Açıp semaya ellerimi dualarımı ettiğim onca saatleri saymasak rahat olduğum başka bir yer var mı diye söyleyecek bir söz duyar mıyım?

Özlemini varlığını bilmediğim o sıcacık sarılıcına hasret olduğum baba kokusunu bir kez gösterecek birileri var mı diye baksam görür müyüm?

Saçlarıma düşen akları gördükçe yaşadıklarımın ağırlığının yerine onlara bile sevinecek bir mutluluğum olabilecek mi?

Sahi onca şey biriktirmişken ben şu küçücük yüreğimde ben kimim nerdeyim ve nerde durmalıyım?

Ben var mıydım yoksa yaşayan bir beden miydim?

Çalınan onca ümit hayal varken ben kalkabilir miydim, yoksa çekip gitmeli miyim?

Denizdeki sislere rağmen yönünü kaybetmeyen bir geminin kaptanı olabilir miyim?

Ben yönünü kaybeden bir benden iken nasıl kalkıp yön alacağımı söyleyen birileri var mı?

Onca iz varken ruhumun derinliklerinde beni bağlayacak bir ruh bulabilir miyim acaba?

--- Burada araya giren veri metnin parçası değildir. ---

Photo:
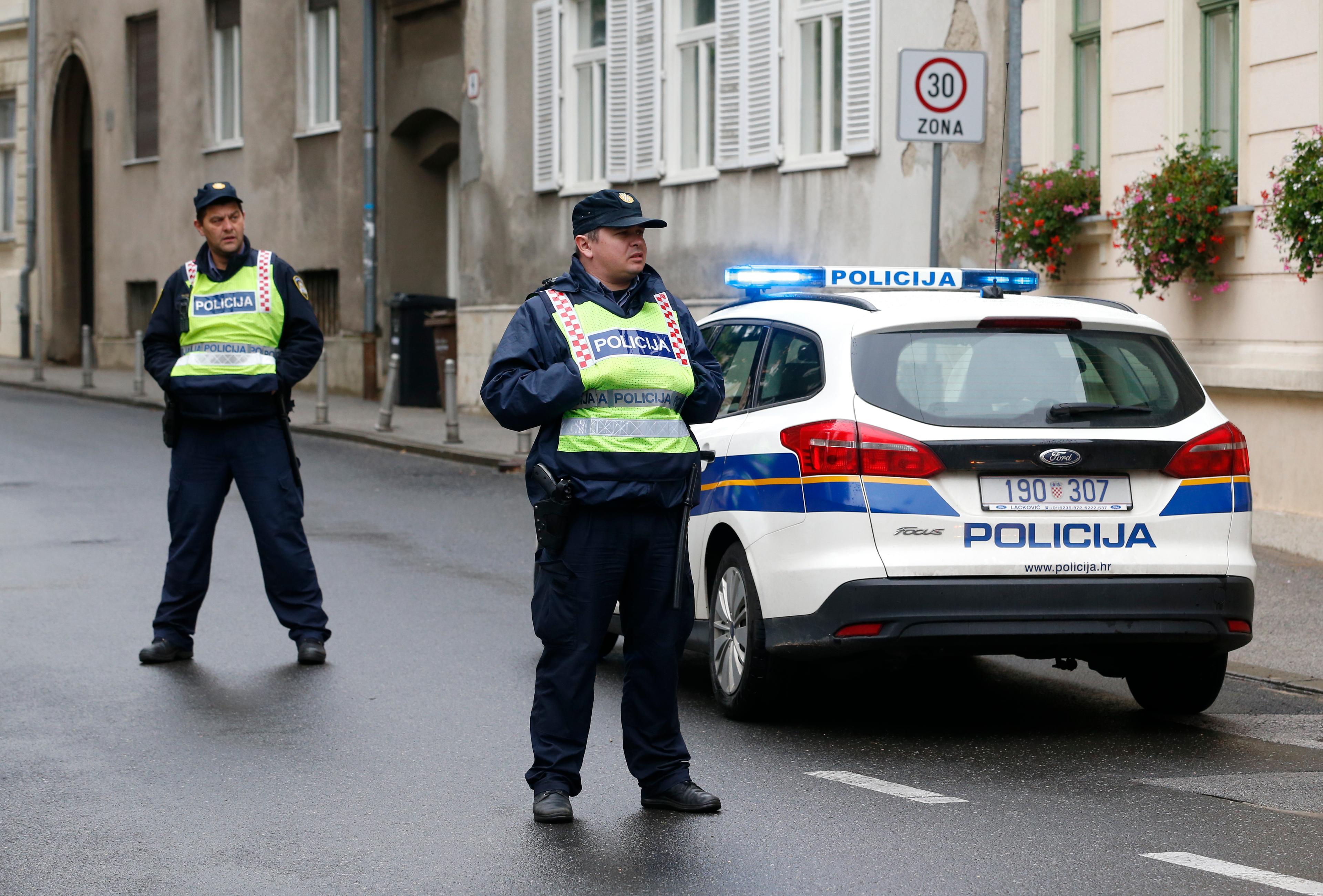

Tükenmişken, dağılmışken onca şeye rağmen bu kalbi toparlayabilir miyim?

Şairin dediği gibi acılar insanı olgunlaştırır. Beni de olgunlaştırdığı için mi ben bu haldeyim?

Uçurumun kenarında bana bakan dalı tutsam acaba yaşayabilir miyim? Denemeli miyim acaba kendime bir şans daha vermeli miyim?

Alarmın sesiyle kendime geldim bunca sözleri söyleyen yaralayan ruhumun ne kadar acı çektiğini görünce toparlamanın zamanı geldiğini anladım…

Şuan bu satırları yazarken yeniden hayata tutunup da hayallerim olduğunu unutmadan çabaladığımı gördüm. Geçmişle rüyamda hesaplaşmıştım ve artık daha mutluyum ve gülümsemeyi öğrendim. Acılarımı bile seviyorum artık.

Her şeye herkese inat dimdik ayaktayım. Bana yaşatanlar ise kendileriyle hesaplaşma peşindeler. Onları Yaradan’ın takdirine bıraktım.